The story that the hobo tells about the Twentieth Century Motor Company is important for several reasons. First, Rand uses it to demonstrate the consequences of communism in practice. The primary question raised by a communist system is how an individual's needs can be determined. If a group permits each individual to determine his or her own needs, the group faces the daunting task of having to satisfy every person's desires. The problem is not necessarily that people are unscrupulous; the problem is that in such a case, there is no way to achieve objectivity. Does a man need a car or merely desire it? Does a woman require her house to be painted, or is a new coat of paint desirable but nonessential? Does a man need those books or musical recordings that he loves, which add so much meaning to his life?

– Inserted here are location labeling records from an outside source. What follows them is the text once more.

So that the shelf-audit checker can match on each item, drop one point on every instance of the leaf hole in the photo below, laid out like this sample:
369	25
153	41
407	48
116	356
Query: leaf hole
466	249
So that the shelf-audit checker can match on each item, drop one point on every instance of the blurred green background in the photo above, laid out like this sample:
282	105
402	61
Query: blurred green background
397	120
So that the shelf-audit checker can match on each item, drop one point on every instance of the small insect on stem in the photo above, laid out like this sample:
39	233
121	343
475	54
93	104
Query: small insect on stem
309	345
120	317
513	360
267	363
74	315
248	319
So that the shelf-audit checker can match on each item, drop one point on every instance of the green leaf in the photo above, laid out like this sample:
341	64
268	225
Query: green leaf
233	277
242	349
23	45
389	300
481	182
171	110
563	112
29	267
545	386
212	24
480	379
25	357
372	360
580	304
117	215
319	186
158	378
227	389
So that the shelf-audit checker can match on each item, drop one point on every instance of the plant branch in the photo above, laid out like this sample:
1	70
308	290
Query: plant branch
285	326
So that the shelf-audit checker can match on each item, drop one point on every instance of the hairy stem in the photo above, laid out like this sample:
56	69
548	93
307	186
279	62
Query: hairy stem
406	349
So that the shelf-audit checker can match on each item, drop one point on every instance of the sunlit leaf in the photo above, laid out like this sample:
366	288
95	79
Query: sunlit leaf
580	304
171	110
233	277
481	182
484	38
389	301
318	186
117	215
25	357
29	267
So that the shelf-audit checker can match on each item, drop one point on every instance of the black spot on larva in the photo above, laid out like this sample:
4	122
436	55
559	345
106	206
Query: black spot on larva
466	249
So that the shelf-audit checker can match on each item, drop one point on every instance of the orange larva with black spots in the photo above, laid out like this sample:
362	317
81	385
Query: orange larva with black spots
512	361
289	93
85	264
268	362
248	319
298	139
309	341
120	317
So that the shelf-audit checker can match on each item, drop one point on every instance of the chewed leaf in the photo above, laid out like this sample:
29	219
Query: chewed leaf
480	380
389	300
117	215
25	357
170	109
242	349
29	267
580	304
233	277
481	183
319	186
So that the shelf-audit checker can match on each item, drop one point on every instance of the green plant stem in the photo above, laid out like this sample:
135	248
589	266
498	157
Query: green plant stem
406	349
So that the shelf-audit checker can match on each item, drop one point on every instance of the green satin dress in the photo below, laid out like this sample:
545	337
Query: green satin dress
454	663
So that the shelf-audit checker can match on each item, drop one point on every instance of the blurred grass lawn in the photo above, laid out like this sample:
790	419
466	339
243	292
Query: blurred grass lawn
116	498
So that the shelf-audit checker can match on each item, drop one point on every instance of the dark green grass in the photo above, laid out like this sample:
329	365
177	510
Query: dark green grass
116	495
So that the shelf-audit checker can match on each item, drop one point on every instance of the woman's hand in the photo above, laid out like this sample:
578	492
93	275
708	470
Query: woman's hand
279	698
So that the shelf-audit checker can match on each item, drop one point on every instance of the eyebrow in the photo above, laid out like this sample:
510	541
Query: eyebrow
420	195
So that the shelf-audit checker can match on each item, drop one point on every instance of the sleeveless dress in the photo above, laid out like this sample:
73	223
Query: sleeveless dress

Who should answer such questions, and by what standard could they judge?
Questions of need cannot be answered objectively. Need is a vague and undefinable term in this context. At the Twentieth Century Motor Company, the group voted to decide the needs of each individual, just as the group decided the projected output of each worker based on ability. As a result, each individual was enslaved to the group; his income was determined by his ability to beg rather than by his productive effort. No worker could feel the pride that comes from earning money as a direct result of hard work.
When income is severed from production, incentive necessarily wanes and productivity declines. When the factory's output dropped, the group determined that some people were not working in accordance with their ability. The group sentenced those people to work overtime — without pay, of course, because income is based on need. Not surprisingly, the employees soon started to hate each other and to hide all signs of ability. As a logical consequence, declining production condemned the factory to bankruptcy.